Get ready for the coolest movie of the year. Nicholas Winding Refn – who previously brought is the deceptively slow-paced Valhalla Rising and the out-there Bronson – delivers a real thrill ride of a movie with Drive (pardon the pun) but one that works on a quieter level than a lot of other similar films.
We’re officially out of the summer season and Drive is a great example of the grown-up type of cinema this type of year offers. Even if it often concentrates on the drama, it’s still at least part thriller, with plenty of car chasing (it ain’t called Drive for nothing) and shootouts. But there’s a depth to this film which sets it apart from many others of its type, a certain boldness which makes it stand out from the crowd.
Ryan Gosling (who seems to be in every other movie these days) plays a movie stunt driver who moonlights as a getaway driver for any criminals who need his services. One day he starts to form a relationship with his neighbour Irene (Carey Mulligan) and her son, eventually deciding to help her husband (who has recently been released from prison) to pull of a job in order to pay debts he owes to a crime boss. Needless to say things don’t exactly go to plan and the Driver (as he’s simply credited) gets mixed up with the wrong people a lot more than he had intended to.

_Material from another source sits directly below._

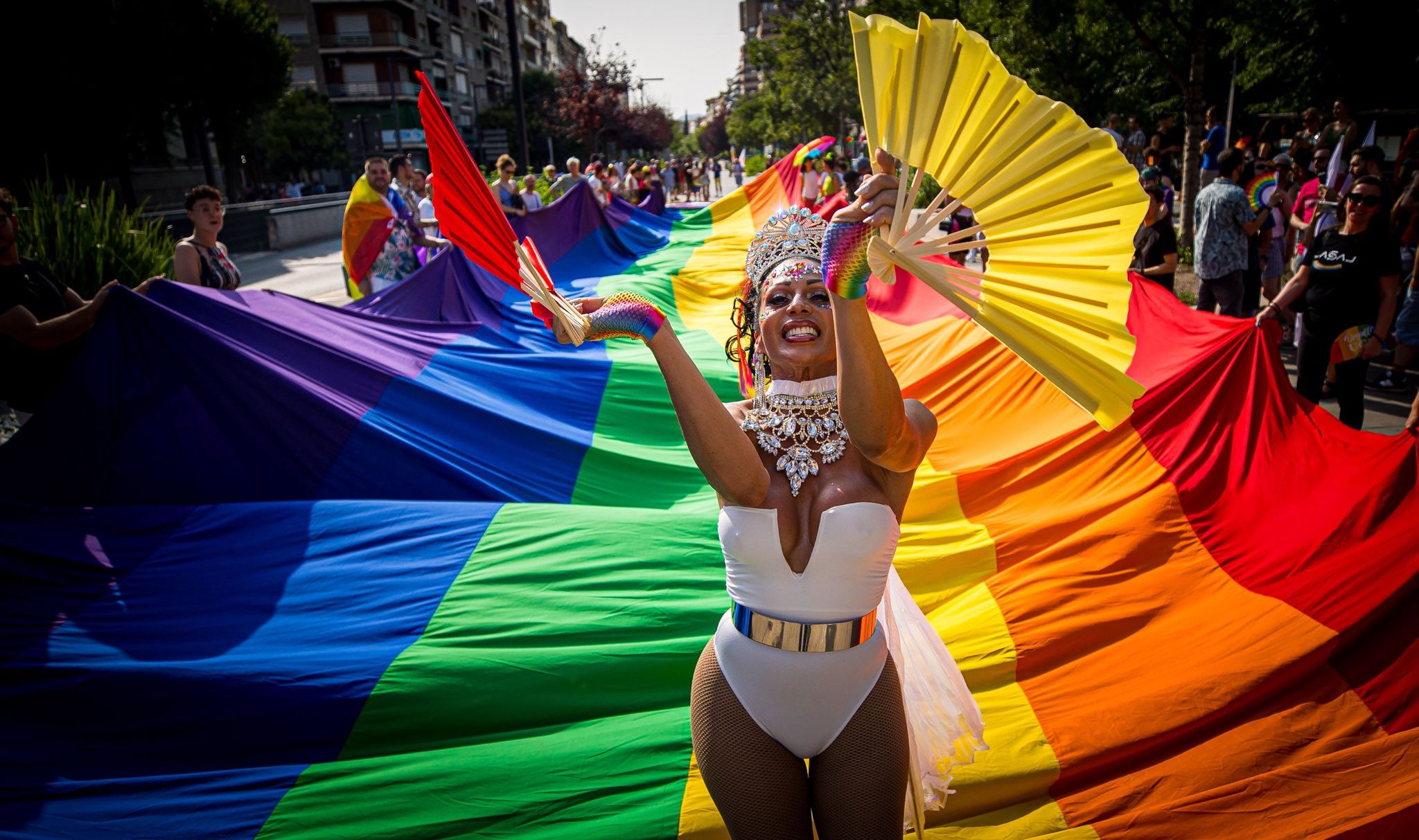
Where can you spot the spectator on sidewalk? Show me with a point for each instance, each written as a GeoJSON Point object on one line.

On the surface Drive may seem like your average crime movie and indeed it does contain a lot of the tropes of the genre (big bad mob boss, shootouts, car chases and lots of swearing and violence). But Refn – one of the more unique directors working today – has created a distinctive tale of crime, not least with the elegant, handsome look of the film off-setting the often horrendous and violent things that take place on-screen.

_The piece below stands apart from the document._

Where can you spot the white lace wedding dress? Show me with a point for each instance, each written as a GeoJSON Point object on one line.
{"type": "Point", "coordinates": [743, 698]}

Speaking of which, if you are at all queasy or of a nervous disposition you might want to watch this one with caution. It’s hard these days to shock with violence – purely because there’s so much of it in movies and on TV that we’ve become somewhat desensitised – but there were at least five times (at least) throughout where my mouth dropped open in shock and awe of how violent it was. That may sound like a knock but it’s entirely the opposite. This is dealing with serious situations and if they involve violence then it should be showcased in all its brutal reality. Drive isn’t afraid to show what would really happen if, for instance, someone was shot in the head. Violence is not a nice thing so why should the film hide that fact?